At the end of his homily, he prayed to the Holy Father: “Great sign of our hope, we call upon you! O Virgin of Perpetual Assistance, Holy Mother of the Redeemer; rescue your people, who will resuscitate; gives everyone the joy of walking toward the third millennium in the conscious and active solidarity with the poorest, announcing in a new and brave manner the Gospel of your Son, the foundation and culmination of every human coexistence, aspiring to true, just and true peace lasting. Like the Baby Jesus, whom we admire in this venerated icon, we too want to tighten your right. You do not lack power or goodness to help us in every need and need. The current one is your hour! Come, then, in our help, and be for all hope and hope, ‘Amen!’

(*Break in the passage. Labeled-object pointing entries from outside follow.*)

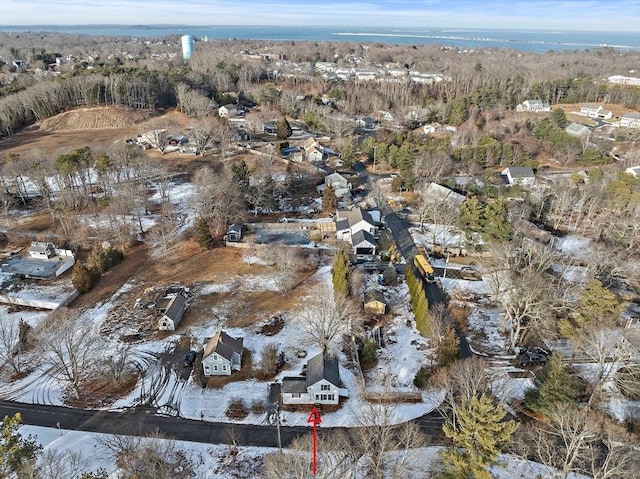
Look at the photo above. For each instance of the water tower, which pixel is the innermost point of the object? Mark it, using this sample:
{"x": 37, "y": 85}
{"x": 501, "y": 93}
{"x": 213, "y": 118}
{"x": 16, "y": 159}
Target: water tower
{"x": 187, "y": 46}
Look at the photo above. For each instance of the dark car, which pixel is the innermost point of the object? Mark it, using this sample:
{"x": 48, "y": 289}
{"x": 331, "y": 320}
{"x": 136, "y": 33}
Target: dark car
{"x": 189, "y": 359}
{"x": 529, "y": 358}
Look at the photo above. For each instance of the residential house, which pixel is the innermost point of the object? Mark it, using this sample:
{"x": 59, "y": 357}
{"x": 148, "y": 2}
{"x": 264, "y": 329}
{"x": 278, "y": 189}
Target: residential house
{"x": 633, "y": 171}
{"x": 374, "y": 302}
{"x": 576, "y": 129}
{"x": 593, "y": 110}
{"x": 364, "y": 243}
{"x": 366, "y": 122}
{"x": 339, "y": 183}
{"x": 533, "y": 105}
{"x": 519, "y": 175}
{"x": 223, "y": 355}
{"x": 234, "y": 233}
{"x": 172, "y": 305}
{"x": 630, "y": 120}
{"x": 320, "y": 385}
{"x": 229, "y": 110}
{"x": 41, "y": 250}
{"x": 443, "y": 195}
{"x": 349, "y": 222}
{"x": 623, "y": 80}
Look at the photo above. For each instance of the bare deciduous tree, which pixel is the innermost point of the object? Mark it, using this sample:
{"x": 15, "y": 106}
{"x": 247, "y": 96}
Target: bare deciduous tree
{"x": 72, "y": 348}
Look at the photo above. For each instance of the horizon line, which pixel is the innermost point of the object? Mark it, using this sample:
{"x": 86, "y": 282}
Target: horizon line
{"x": 386, "y": 27}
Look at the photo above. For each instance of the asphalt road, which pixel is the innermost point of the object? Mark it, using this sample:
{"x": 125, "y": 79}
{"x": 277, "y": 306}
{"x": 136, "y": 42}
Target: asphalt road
{"x": 400, "y": 230}
{"x": 141, "y": 422}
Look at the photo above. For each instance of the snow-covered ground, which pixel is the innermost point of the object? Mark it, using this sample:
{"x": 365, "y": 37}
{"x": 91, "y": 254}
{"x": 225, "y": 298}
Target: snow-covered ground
{"x": 215, "y": 461}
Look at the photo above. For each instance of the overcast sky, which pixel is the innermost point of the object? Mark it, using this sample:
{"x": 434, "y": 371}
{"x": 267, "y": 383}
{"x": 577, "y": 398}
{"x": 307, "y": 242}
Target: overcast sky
{"x": 601, "y": 15}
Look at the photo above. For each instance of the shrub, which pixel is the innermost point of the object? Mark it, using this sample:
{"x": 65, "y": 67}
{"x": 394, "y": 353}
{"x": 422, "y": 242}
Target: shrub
{"x": 237, "y": 409}
{"x": 420, "y": 380}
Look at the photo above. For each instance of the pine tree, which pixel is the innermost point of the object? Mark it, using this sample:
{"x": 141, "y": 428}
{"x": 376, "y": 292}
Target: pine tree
{"x": 340, "y": 274}
{"x": 329, "y": 199}
{"x": 448, "y": 349}
{"x": 479, "y": 434}
{"x": 554, "y": 385}
{"x": 283, "y": 129}
{"x": 203, "y": 234}
{"x": 15, "y": 450}
{"x": 82, "y": 279}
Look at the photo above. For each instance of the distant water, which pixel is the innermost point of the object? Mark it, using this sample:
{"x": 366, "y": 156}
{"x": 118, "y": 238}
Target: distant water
{"x": 524, "y": 40}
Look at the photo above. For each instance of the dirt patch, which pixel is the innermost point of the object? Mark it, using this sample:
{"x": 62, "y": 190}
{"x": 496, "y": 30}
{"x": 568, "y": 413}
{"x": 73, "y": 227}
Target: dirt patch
{"x": 96, "y": 118}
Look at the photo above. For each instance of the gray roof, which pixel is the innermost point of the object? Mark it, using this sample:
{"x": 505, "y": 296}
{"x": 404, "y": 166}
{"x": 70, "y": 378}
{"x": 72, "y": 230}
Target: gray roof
{"x": 362, "y": 236}
{"x": 224, "y": 345}
{"x": 374, "y": 295}
{"x": 342, "y": 225}
{"x": 355, "y": 215}
{"x": 521, "y": 171}
{"x": 322, "y": 367}
{"x": 294, "y": 385}
{"x": 175, "y": 308}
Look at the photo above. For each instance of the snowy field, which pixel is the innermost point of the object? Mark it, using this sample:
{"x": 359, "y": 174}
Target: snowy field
{"x": 215, "y": 462}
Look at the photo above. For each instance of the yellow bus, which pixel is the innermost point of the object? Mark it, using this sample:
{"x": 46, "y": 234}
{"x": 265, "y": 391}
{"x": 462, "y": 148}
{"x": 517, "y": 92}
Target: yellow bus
{"x": 424, "y": 268}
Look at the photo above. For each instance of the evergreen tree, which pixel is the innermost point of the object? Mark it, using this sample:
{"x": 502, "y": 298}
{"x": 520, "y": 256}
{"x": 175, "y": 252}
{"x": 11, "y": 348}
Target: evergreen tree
{"x": 82, "y": 279}
{"x": 389, "y": 276}
{"x": 283, "y": 129}
{"x": 559, "y": 118}
{"x": 448, "y": 350}
{"x": 329, "y": 199}
{"x": 554, "y": 385}
{"x": 15, "y": 450}
{"x": 495, "y": 225}
{"x": 340, "y": 273}
{"x": 479, "y": 434}
{"x": 203, "y": 234}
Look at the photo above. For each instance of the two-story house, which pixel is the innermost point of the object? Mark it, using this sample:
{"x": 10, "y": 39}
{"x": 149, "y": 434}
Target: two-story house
{"x": 223, "y": 355}
{"x": 320, "y": 385}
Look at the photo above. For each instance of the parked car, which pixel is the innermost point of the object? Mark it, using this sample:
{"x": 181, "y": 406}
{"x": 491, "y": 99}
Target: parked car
{"x": 189, "y": 359}
{"x": 530, "y": 358}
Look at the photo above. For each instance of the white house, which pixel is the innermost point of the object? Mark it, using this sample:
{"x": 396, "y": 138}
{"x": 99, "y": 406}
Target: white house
{"x": 230, "y": 110}
{"x": 633, "y": 171}
{"x": 321, "y": 385}
{"x": 576, "y": 129}
{"x": 533, "y": 105}
{"x": 519, "y": 175}
{"x": 41, "y": 250}
{"x": 593, "y": 110}
{"x": 172, "y": 305}
{"x": 630, "y": 120}
{"x": 223, "y": 355}
{"x": 339, "y": 183}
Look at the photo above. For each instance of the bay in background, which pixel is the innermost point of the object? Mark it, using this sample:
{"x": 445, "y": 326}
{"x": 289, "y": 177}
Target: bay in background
{"x": 524, "y": 40}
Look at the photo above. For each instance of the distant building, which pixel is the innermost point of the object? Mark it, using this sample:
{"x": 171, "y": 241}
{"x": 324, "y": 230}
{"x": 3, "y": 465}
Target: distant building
{"x": 519, "y": 175}
{"x": 576, "y": 129}
{"x": 593, "y": 110}
{"x": 630, "y": 120}
{"x": 533, "y": 105}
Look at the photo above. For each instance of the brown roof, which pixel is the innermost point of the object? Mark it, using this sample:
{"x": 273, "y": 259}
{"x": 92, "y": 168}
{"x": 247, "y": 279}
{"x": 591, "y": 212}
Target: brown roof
{"x": 224, "y": 345}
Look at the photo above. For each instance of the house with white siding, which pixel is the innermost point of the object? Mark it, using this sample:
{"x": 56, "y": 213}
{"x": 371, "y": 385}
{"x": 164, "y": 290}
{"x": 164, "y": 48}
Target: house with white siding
{"x": 319, "y": 385}
{"x": 223, "y": 355}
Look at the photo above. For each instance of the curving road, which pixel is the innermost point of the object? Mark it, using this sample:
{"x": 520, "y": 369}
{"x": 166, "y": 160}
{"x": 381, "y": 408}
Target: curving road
{"x": 142, "y": 421}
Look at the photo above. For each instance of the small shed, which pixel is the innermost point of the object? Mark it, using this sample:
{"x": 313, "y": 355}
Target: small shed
{"x": 374, "y": 302}
{"x": 234, "y": 233}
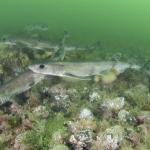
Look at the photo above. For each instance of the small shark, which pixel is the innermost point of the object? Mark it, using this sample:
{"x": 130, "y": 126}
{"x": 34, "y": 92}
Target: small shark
{"x": 81, "y": 70}
{"x": 19, "y": 85}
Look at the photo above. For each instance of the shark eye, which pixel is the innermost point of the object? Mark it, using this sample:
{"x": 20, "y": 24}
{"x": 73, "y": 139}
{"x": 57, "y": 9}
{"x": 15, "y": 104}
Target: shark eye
{"x": 41, "y": 66}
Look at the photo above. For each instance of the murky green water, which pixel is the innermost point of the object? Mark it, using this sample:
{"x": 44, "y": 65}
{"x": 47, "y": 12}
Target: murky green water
{"x": 115, "y": 23}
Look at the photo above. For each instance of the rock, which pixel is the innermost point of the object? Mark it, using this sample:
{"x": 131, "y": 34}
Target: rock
{"x": 125, "y": 116}
{"x": 86, "y": 114}
{"x": 94, "y": 96}
{"x": 113, "y": 104}
{"x": 138, "y": 95}
{"x": 112, "y": 137}
{"x": 81, "y": 140}
{"x": 57, "y": 137}
{"x": 41, "y": 111}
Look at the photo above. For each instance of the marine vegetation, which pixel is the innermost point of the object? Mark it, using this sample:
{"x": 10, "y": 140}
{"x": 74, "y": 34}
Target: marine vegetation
{"x": 49, "y": 111}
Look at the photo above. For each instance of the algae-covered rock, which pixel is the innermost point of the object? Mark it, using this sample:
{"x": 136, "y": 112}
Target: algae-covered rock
{"x": 41, "y": 111}
{"x": 114, "y": 104}
{"x": 60, "y": 147}
{"x": 125, "y": 116}
{"x": 86, "y": 114}
{"x": 139, "y": 96}
{"x": 113, "y": 137}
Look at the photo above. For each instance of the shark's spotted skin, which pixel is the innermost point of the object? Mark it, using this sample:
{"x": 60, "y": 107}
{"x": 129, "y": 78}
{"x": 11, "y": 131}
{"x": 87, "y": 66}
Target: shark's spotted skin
{"x": 80, "y": 69}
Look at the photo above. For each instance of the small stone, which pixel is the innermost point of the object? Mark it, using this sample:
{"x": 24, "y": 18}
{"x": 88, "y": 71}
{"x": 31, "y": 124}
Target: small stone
{"x": 114, "y": 104}
{"x": 94, "y": 96}
{"x": 125, "y": 116}
{"x": 86, "y": 114}
{"x": 41, "y": 111}
{"x": 113, "y": 137}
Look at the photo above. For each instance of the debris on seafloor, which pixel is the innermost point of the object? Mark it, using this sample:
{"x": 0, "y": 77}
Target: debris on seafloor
{"x": 71, "y": 115}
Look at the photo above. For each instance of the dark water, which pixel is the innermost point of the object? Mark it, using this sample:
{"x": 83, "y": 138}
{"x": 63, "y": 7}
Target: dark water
{"x": 117, "y": 24}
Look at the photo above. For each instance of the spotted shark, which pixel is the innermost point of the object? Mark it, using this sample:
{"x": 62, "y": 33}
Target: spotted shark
{"x": 19, "y": 85}
{"x": 81, "y": 70}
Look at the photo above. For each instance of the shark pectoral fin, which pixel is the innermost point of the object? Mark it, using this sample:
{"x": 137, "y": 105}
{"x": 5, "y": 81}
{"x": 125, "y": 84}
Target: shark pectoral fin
{"x": 77, "y": 77}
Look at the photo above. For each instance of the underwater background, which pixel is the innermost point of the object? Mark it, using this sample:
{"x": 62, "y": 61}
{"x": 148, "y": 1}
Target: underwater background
{"x": 74, "y": 75}
{"x": 119, "y": 25}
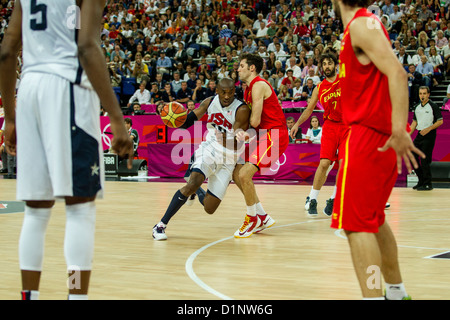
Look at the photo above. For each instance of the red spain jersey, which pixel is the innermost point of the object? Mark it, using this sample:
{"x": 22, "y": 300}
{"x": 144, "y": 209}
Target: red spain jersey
{"x": 365, "y": 91}
{"x": 272, "y": 115}
{"x": 330, "y": 99}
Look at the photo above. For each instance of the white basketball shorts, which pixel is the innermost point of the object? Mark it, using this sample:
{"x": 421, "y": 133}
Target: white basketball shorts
{"x": 59, "y": 151}
{"x": 216, "y": 167}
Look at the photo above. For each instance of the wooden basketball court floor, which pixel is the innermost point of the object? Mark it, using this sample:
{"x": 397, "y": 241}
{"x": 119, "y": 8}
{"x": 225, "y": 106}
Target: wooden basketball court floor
{"x": 298, "y": 259}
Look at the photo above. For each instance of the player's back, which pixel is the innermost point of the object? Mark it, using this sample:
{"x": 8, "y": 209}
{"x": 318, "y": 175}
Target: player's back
{"x": 366, "y": 100}
{"x": 329, "y": 97}
{"x": 49, "y": 35}
{"x": 272, "y": 116}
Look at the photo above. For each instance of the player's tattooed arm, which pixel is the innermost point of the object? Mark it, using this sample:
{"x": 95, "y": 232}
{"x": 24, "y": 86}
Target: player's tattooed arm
{"x": 197, "y": 114}
{"x": 8, "y": 66}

After Mass: “I would like to say a very personal word about the mission Pope Pius IX entrusted to you. I remember that during the last war, during the Nazi occupation of Poland, I was a worker at a factory in Krakow. In the evening when I came home from the factory, I always stayed in a church, even that of the Redemptorists, who was on my way. In that church, there was an image of Our Lady of Perpetual Assistance. I stopped there many times and not only because that church was on my way, but also because I found that very beautiful image. I continued to visit that church even when I was appointed Bishop, and then also by Cardinal. I have also given you many sermons and I have administered the Sacrament of Confirmation several times. It is understood, therefore, how, coming to this place, it is as if you had made a journey in my past, in my youth. I rejoice in Divine Providence, I thank Madonna of Perpetual Relief, who has shown me Perpetual Relief in very difficult circumstances.



On November 12, 1990, the city of Pagani saw Pope John Paul II as a pilgrim to the Basilica of St Alphonsus to venerate the relics and to launch a message of renewed hope. A few months later his appeal still echoed alive: “Do not give up! Proclaim justice and truth!”